Vor allem in Berlin und München bringt in diesen Tagen nicht nur buntes Laub mehr Farbe auf die Straßen. An gefühlt jeder Ecke stehen Zweiräder in wahlweise mintgrün, lachsrosa, schwarz-weiß-grün, orange, feuerrot oder schwarz-weiß. Nirgends haben so viele unterschiedliche Anbieter ihre E-Scooter im Stadtgebiet verteilt wie in der Bundes- und in der bayerischen Landeshauptstadt. Die Anbieter Tier, Voi, Lime, Circ und neuerdings auch Jump und Bird sind mit dem kühnen Ziel angetreten, die Städte von Autos und Staus zu befreien und bestehende Lücken im Netz des öffentlichen Nahverkehrs zu schließen. Und dabei Geld zu verdienen. Ob das klappt, ist bislang fraglich.
Denn oft rollen die E-Scooter nicht durch die Städte, sondern sie stehen. Die Mobilitätsberatung civity hat vor rund einem Monat die Daten mehrerer Verleiher ausgewertet. Sie zeigen, dass die Tretroller in Hamburg im Schnitt weniger als viermal am Tag bewegt werden, in München nur etwas mehr als dreimal und in Berlin sogar weniger als drei Fahrten pro Tag damit zurückgelegt werden. Die Anbieter nennen zum Teil andere Zahlen – Voi etwa einen sehr breiten Durchschnittswert zwischen vier und zehn Fahrten – oder bestätigen die Angaben von civity nicht. In jedem Fall dürften weniger als eine Handvoll Trips auf den Rollern pro Tag zu wenig sein. Die Beratung McKinsey & Company hat ausgerechnet, dass es mindestens fünf Fahrten braucht, um nach einigen Monaten in die Gewinnzone zu kommen.

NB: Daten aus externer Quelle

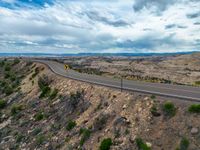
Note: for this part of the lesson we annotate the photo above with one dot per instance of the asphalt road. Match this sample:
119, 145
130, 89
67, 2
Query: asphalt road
175, 91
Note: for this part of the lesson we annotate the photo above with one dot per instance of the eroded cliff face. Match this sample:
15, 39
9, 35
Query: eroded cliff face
46, 111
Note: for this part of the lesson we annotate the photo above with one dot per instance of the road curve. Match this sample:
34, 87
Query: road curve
175, 91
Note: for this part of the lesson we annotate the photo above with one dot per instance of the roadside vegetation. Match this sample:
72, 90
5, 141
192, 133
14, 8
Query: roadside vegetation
141, 144
169, 109
195, 108
106, 144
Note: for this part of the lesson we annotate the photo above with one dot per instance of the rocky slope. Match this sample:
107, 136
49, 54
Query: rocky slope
46, 111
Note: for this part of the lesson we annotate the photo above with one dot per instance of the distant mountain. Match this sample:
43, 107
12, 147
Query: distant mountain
87, 54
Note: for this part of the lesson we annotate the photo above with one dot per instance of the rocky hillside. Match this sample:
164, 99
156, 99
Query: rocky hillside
40, 110
179, 69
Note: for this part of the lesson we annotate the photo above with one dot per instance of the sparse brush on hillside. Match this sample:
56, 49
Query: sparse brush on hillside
2, 103
169, 109
184, 144
106, 144
43, 83
141, 145
195, 108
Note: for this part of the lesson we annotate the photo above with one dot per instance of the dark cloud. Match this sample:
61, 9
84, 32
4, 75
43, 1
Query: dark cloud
197, 23
160, 5
170, 26
149, 42
25, 3
193, 15
95, 16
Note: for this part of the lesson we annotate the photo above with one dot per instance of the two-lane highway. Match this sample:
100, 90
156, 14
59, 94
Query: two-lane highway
174, 91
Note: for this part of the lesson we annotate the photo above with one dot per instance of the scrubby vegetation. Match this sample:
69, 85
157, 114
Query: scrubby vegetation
39, 116
197, 83
2, 103
15, 109
169, 109
106, 144
53, 121
184, 144
85, 135
195, 108
70, 125
141, 145
154, 111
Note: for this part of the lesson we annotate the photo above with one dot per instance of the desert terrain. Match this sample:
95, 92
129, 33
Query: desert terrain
172, 69
41, 110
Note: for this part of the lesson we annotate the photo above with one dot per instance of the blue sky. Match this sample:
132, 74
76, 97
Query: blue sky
72, 26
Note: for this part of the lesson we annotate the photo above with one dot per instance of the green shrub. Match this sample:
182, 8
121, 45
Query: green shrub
36, 131
16, 61
195, 108
70, 125
8, 90
45, 92
153, 97
197, 83
106, 144
184, 144
141, 145
75, 98
39, 116
53, 94
7, 67
169, 109
43, 84
154, 111
2, 63
85, 135
19, 137
16, 109
40, 139
2, 104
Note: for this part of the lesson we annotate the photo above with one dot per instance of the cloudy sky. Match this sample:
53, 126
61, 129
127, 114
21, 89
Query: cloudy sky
72, 26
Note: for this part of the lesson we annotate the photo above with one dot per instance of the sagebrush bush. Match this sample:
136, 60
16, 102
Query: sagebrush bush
53, 94
141, 145
85, 135
195, 108
70, 125
184, 144
39, 116
2, 104
106, 144
169, 109
16, 109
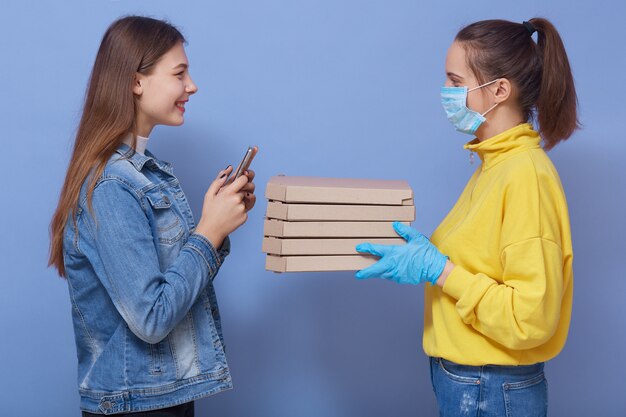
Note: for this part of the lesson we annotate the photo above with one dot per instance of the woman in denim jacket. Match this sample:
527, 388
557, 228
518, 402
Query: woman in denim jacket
139, 270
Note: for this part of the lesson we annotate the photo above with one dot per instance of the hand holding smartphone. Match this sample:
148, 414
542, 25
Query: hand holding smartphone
244, 165
246, 161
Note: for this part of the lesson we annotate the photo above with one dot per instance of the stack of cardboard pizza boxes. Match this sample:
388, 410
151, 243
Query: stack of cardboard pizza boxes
314, 224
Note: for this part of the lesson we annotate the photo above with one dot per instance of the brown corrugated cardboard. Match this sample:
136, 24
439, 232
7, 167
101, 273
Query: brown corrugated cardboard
318, 263
277, 246
280, 228
338, 191
336, 212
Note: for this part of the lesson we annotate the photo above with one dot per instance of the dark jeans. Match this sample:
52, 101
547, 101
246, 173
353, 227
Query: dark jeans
182, 410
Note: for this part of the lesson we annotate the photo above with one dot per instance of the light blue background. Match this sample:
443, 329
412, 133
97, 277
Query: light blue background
341, 88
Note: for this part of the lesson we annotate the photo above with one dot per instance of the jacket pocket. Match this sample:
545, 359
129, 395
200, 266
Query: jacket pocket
167, 224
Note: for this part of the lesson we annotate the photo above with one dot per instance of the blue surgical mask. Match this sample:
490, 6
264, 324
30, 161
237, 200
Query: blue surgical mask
454, 101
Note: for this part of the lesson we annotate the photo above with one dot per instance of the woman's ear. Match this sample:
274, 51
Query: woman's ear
137, 84
502, 90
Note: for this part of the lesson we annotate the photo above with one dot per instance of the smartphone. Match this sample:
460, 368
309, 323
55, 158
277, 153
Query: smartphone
245, 162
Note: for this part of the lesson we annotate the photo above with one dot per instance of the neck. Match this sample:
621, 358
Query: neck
500, 119
144, 128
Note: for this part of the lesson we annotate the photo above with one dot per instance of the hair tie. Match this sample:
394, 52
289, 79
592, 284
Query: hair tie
529, 27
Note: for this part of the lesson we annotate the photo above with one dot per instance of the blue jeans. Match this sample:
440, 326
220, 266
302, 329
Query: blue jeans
489, 391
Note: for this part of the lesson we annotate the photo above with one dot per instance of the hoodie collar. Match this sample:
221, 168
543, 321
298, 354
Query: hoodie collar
508, 143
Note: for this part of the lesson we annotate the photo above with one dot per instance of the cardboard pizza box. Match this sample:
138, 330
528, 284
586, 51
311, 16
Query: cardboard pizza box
281, 228
338, 212
290, 189
318, 263
277, 246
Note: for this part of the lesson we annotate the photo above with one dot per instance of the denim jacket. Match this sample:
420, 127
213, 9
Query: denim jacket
144, 310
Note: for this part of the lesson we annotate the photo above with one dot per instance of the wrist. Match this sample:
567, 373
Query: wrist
214, 236
447, 269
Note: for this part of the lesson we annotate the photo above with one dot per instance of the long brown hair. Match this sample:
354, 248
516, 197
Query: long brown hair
540, 71
130, 45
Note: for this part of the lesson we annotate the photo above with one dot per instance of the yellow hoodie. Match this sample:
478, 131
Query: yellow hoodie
508, 300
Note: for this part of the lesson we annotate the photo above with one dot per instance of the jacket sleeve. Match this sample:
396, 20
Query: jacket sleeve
523, 311
151, 302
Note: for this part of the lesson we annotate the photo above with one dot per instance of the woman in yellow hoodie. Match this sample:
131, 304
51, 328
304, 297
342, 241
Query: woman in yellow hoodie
500, 264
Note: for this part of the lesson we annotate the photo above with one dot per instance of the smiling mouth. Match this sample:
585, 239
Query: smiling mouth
181, 105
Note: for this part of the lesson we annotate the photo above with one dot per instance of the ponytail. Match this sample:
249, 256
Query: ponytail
539, 71
557, 102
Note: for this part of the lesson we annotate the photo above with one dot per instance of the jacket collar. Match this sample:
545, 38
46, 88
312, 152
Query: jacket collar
138, 160
508, 143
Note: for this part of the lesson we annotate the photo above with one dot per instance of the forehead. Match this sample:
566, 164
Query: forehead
174, 57
456, 62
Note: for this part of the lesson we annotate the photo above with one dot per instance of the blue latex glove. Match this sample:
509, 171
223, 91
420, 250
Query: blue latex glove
414, 263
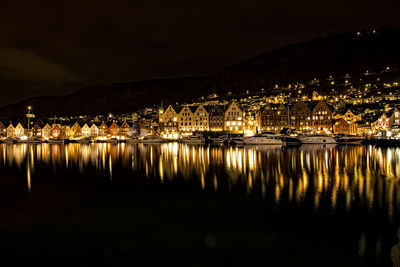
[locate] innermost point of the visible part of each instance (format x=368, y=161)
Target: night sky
x=56, y=47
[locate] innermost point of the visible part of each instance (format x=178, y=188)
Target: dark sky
x=56, y=47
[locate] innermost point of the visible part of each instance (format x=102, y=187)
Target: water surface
x=313, y=205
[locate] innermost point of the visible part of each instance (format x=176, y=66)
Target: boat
x=152, y=139
x=133, y=140
x=291, y=141
x=220, y=139
x=262, y=139
x=9, y=140
x=317, y=139
x=85, y=140
x=350, y=140
x=236, y=141
x=193, y=139
x=31, y=140
x=112, y=141
x=55, y=141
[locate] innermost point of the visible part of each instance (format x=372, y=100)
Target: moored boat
x=193, y=139
x=236, y=141
x=55, y=141
x=152, y=139
x=132, y=140
x=220, y=139
x=317, y=139
x=262, y=139
x=350, y=140
x=291, y=141
x=32, y=140
x=85, y=140
x=9, y=140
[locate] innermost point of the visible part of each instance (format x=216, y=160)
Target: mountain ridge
x=335, y=54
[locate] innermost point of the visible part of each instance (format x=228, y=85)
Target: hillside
x=333, y=55
x=118, y=97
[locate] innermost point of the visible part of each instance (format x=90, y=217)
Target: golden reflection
x=328, y=175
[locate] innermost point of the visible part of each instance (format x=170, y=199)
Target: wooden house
x=134, y=130
x=85, y=130
x=56, y=131
x=37, y=129
x=216, y=118
x=10, y=130
x=300, y=117
x=267, y=118
x=281, y=117
x=103, y=129
x=76, y=130
x=124, y=129
x=233, y=118
x=46, y=131
x=394, y=120
x=65, y=131
x=19, y=130
x=201, y=119
x=94, y=130
x=322, y=118
x=341, y=126
x=168, y=121
x=186, y=119
x=114, y=129
x=3, y=130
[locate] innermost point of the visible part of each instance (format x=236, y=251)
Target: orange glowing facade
x=114, y=129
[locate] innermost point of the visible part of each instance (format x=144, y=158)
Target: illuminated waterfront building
x=322, y=118
x=216, y=118
x=300, y=117
x=46, y=131
x=10, y=130
x=233, y=118
x=3, y=130
x=76, y=130
x=168, y=122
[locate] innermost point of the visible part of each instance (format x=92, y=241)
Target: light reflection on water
x=356, y=175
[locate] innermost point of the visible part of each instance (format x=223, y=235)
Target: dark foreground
x=72, y=218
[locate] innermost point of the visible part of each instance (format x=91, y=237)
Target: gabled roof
x=215, y=109
x=300, y=105
x=125, y=124
x=193, y=108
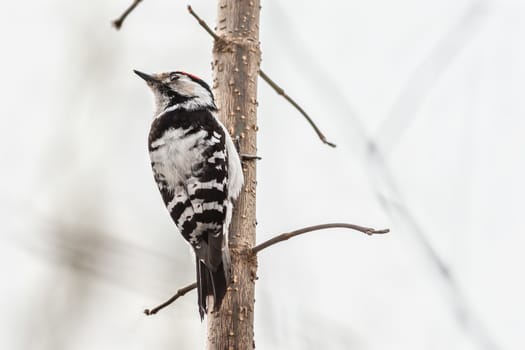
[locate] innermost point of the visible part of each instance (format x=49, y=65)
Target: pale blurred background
x=424, y=100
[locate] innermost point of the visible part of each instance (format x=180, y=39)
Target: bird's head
x=179, y=90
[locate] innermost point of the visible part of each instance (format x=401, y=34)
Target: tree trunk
x=236, y=60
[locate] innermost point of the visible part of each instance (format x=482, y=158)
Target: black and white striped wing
x=192, y=174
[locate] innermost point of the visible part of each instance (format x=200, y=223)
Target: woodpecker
x=198, y=172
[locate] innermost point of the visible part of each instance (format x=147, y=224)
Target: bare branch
x=177, y=295
x=280, y=238
x=118, y=22
x=267, y=79
x=288, y=235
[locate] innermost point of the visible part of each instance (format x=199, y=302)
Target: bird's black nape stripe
x=175, y=98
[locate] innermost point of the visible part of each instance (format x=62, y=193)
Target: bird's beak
x=146, y=77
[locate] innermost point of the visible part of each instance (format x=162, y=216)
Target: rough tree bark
x=236, y=60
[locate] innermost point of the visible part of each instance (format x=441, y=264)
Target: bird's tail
x=211, y=282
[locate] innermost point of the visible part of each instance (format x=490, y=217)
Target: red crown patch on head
x=194, y=77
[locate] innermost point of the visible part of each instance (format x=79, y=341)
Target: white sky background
x=436, y=86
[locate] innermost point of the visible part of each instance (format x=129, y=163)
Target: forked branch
x=279, y=90
x=279, y=238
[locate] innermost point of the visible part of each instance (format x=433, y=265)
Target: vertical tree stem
x=236, y=61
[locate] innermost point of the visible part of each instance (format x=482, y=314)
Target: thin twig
x=177, y=295
x=118, y=22
x=280, y=238
x=267, y=79
x=285, y=236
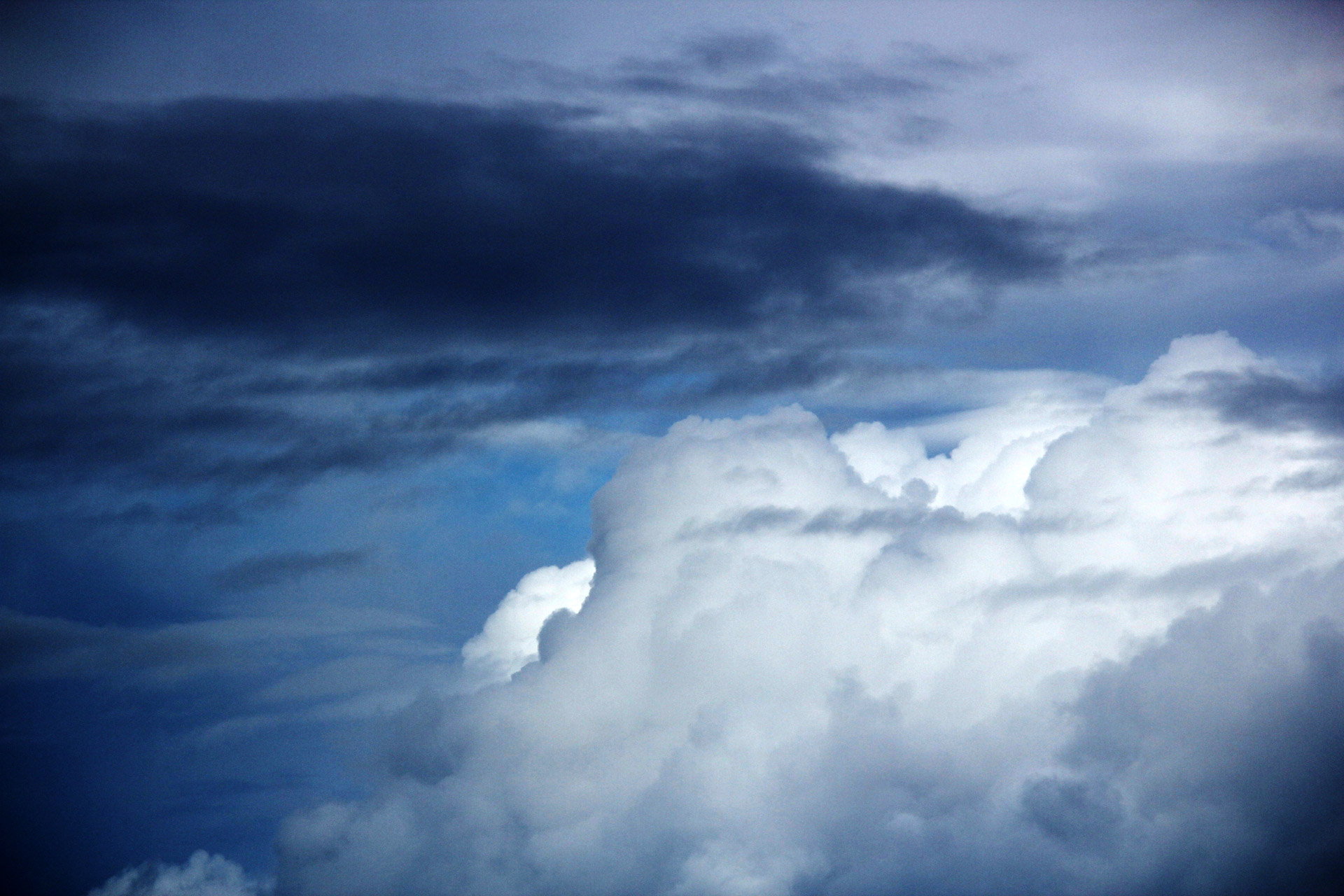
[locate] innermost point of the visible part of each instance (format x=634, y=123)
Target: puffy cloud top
x=1092, y=649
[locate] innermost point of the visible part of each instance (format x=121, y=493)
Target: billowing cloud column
x=1093, y=649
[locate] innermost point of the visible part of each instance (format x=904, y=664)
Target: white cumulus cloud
x=1093, y=649
x=202, y=875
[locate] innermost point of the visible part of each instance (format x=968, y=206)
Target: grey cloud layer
x=295, y=216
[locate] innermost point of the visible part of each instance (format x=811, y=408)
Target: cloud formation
x=1089, y=650
x=299, y=216
x=202, y=875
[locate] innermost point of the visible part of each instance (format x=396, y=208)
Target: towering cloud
x=1089, y=650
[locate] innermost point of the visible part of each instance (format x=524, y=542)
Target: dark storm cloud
x=1275, y=400
x=748, y=70
x=86, y=399
x=274, y=568
x=302, y=216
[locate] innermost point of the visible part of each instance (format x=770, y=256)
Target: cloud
x=332, y=219
x=273, y=568
x=1092, y=649
x=512, y=634
x=202, y=875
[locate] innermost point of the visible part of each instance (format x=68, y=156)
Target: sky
x=702, y=449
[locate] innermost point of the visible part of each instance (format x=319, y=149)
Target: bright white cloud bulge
x=1097, y=648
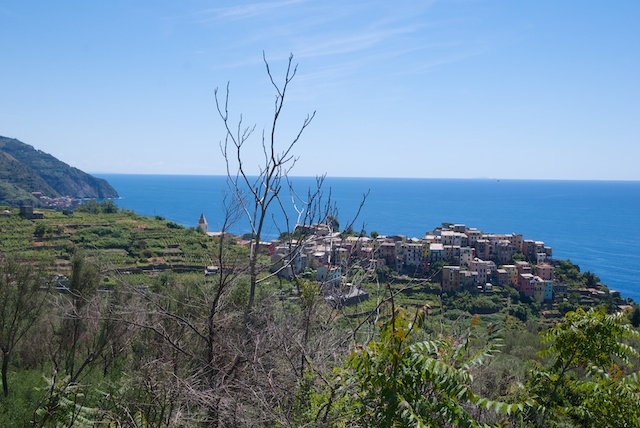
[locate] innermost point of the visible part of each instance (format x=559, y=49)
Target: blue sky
x=540, y=89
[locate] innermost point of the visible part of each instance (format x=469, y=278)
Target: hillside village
x=462, y=258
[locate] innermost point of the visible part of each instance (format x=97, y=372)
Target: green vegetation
x=24, y=170
x=119, y=325
x=110, y=319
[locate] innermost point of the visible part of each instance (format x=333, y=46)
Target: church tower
x=202, y=224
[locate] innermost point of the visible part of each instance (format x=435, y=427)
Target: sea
x=595, y=224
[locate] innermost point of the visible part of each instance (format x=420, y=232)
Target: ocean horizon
x=592, y=223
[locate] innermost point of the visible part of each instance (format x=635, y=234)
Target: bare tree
x=263, y=190
x=22, y=298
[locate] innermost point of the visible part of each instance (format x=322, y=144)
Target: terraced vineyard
x=123, y=242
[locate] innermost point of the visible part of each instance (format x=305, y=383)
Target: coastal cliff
x=25, y=170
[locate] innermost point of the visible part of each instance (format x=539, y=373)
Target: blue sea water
x=593, y=223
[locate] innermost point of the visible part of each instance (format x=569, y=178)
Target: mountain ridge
x=25, y=170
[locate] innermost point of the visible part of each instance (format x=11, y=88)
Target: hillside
x=24, y=169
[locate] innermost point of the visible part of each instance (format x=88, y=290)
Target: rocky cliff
x=24, y=169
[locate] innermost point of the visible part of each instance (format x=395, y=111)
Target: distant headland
x=32, y=177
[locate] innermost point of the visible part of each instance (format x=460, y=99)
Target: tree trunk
x=5, y=369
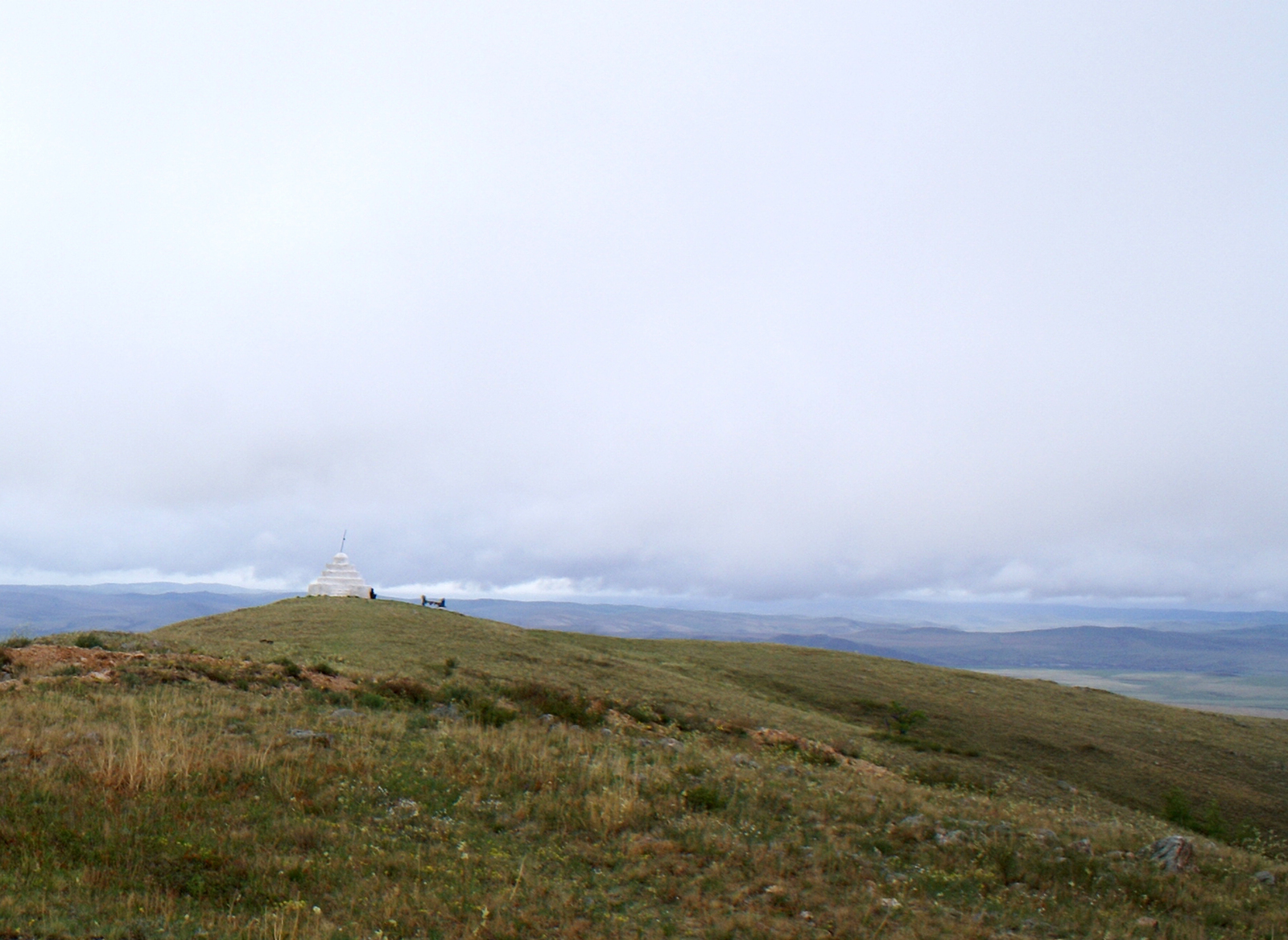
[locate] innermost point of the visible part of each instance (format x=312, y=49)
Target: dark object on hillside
x=905, y=719
x=1174, y=853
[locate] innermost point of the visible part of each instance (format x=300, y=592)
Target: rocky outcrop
x=1174, y=853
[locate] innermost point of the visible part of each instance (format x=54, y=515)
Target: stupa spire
x=341, y=579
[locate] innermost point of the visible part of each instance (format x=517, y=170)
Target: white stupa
x=341, y=579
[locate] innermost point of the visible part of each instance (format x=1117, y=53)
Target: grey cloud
x=736, y=302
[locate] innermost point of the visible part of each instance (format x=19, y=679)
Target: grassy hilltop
x=1130, y=751
x=326, y=768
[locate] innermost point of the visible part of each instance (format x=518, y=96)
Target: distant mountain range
x=1229, y=649
x=1118, y=641
x=36, y=611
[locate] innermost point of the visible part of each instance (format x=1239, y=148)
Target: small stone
x=1174, y=853
x=320, y=738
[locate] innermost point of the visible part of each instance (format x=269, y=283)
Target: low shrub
x=541, y=699
x=491, y=714
x=406, y=689
x=289, y=666
x=705, y=798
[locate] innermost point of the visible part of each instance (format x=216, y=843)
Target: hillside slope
x=976, y=727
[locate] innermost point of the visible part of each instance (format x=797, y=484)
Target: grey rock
x=1174, y=853
x=321, y=738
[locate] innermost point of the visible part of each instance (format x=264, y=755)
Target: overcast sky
x=747, y=300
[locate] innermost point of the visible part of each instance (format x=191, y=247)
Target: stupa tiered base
x=341, y=579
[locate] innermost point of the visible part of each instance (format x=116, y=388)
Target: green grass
x=1125, y=750
x=553, y=785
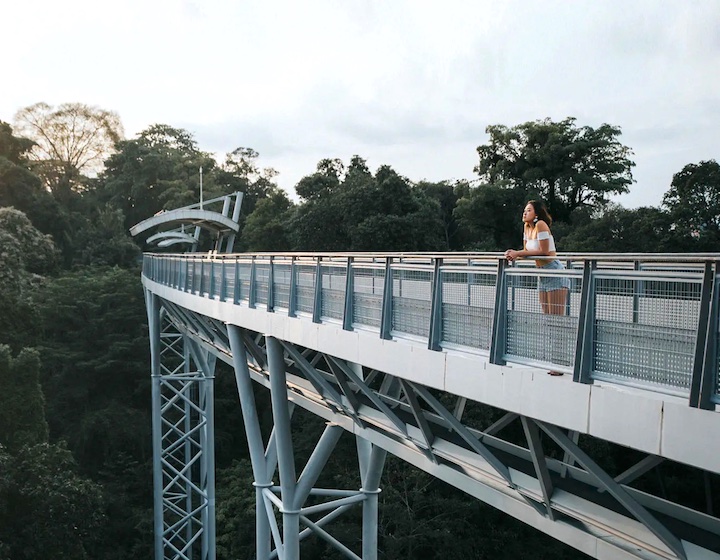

Wann sie damit rechnen, flächendeckend Gewinne zu erzielen, darüber sprechen die Anbieter nicht. Circ betont, es sei "nie das Ziel" gewesen, bereits nach wenigen Monaten in Deutschland profitabel zu sein. Tier betont, das Geschäft laufe "in einzelnen Städten" bereits profitabel. "Aber natürlich investieren wir immer noch, um weitere Städte zu erschließen, unsere Plattform zu verbessern und unsere Dienste auszubauen." Daraus lässt sich schließen: Zu wachsen geht derzeit vor.
Irgendwann müssen Gewinne her
Hinter dieser Strategie stecken kapitalstarke Geldgeber, die mit ihren Investitionen in E-Scooter auf eine glorreiche Zukunft auf zwei Rädern wetten. Es vergeht kaum ein Monat, in dem keines der Unternehmen auf dem noch jungen Markt eine neue Millionenfinanzierung verkündet. Tier sammelte Anfang Oktober insgesamt 60 Millionen US-Dollar von seinen Investoren ein, zu denen neben Ex-Formel-1-Weltmeister Nico Rosberg und dem Versicherer Axa vor allem Risikokapitalgeber wie Goodwater, White Star Capital oder Speedinvest gehören. Auch hinter den meisten anderen Start-ups stecken Beteiligungsfirmen, die anfangs Millionen investieren können, aber irgendwann Gewinne sehen wollen.
"Die Elektrotretroller sind für Investoren attraktiv, weil der Umsatz pro Kilometer relativ hoch ist", sagt Kersten Heineke, der als Partner bei McKinsey analysiert, wie sich Mobilität verändert. Vor allem im Vergleich mit Carsharing-Diensten lasse sich mit dem Verleih von Tretrollen mehr Geld verdienen, rechnet der Berater vor: Ein E-Scooter koste in der Anschaffung 700 bis 1.500 Euro, ein vergleichsweise günstiges Auto, ein Smart etwa, liege preislich irgendwo zwischen 10.000 und 15.000 Euro. Gleichzeitig ist Carsharing für die Kunden im Verhältnis nicht viel teurer als die E-Scooter-Dienste – wenn überhaupt: Die Roller kosten allesamt zwischen 15 und 25 Cent pro Minute, ein Mini von DriveNow ist für 33 Cent pro Minute zu haben. Konkurrent Sixt bietet Autos sogar zum Kampfpreis von gerade mal 9 Cent pro Minute an.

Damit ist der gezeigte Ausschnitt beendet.